Since the advent of the table-valued function an inline variant has been available. It would be a realy nice feature to have a similar variant of the scalar function. Notice that a single return would suffice for most utility functions like the one in this example. SQL Server could simply replace the call with the expansion, and we can keep these definitions in one place. Additional restrictions migth be necessary but I don’t see why such a macro-like extension cannot be made available in this magnificent database engine.
Did you compare this to CROSS APPLY & TVF just to see how much better that option is (still)?
Untested, but should work…
CREATE FUNCTION dbo.DateOnlyTVF (@Input DATETIME)
RETURNS @T TABLE (D datetime) AS
BEGIN
INSERT @T SELECT DATEADD(dd, DATEDIFF (dd, 0, @Input), 0);
RETURN
END
GO
SELECT t.D
FROM Table
CROSS APPLY dbo.DateOnlyTVF(SomeDate) t
Also probably should test against an Inline TVF vs regular TVF.
No, because I wasn’t testing in-line table-valued functions (which work very well), nor was I testing multi-statement table-valued user-defined functions (which don’t work very well)
I was testing to see whether natively compiled scalar functions had performance more comparable to an expression in-line in the query than regular scalar functions.
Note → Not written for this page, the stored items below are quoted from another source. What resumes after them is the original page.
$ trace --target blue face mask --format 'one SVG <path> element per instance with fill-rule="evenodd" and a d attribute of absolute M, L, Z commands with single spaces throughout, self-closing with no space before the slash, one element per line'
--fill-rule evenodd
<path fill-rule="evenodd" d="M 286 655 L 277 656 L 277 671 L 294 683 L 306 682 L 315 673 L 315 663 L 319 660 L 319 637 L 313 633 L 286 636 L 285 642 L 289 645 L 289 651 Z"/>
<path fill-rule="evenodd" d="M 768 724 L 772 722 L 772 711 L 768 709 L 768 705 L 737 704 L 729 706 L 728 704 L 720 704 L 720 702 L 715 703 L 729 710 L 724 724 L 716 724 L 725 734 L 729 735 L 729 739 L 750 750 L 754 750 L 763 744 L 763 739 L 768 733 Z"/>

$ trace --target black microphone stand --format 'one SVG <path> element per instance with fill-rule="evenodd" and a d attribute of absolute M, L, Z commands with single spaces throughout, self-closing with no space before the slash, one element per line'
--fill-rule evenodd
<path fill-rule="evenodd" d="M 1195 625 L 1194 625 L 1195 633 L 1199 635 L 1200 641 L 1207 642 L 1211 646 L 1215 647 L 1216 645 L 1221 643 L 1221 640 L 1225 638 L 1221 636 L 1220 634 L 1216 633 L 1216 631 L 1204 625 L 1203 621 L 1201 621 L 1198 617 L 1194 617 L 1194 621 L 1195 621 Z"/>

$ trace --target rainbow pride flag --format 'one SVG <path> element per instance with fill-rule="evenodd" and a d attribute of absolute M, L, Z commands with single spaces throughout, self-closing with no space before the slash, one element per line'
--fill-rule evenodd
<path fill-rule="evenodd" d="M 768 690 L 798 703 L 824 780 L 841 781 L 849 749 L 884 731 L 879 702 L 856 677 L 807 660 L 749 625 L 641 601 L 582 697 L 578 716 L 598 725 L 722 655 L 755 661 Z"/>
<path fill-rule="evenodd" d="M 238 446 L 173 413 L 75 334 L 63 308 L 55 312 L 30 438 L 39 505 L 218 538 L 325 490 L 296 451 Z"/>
Which they don’t.
Thanks Gail for this post!
Your findings are inline with what I’ve found so far, unfortunately the execution overhead seems to be the same for natively compiled as normal functions, the only difference being the “actual” work time.
Eirikur
Yeah, pity that. Maybe in a future version…
Hi Gail, (love reading your articles btw), and I’ve got a question for you.
We’ve got some complex MSTVF, and don’t ask why but they process data within cursors (which I’ve rewritten). It’s impossible to write these as ITVFs. Native scalar functions are out since these actually return multiple fields. Are there any options here you could suggest for improving performance (I know it’s tough not looking at the code but in terms of broad scope design).
Second question, when it comes to a SF, nativelycompiledSF, or an ITVF, what wins?
Inline table wins, see the results in this post for why natively compiled doesn’t.
As for your multi-statement function, not much other than rewrite it and what calls it.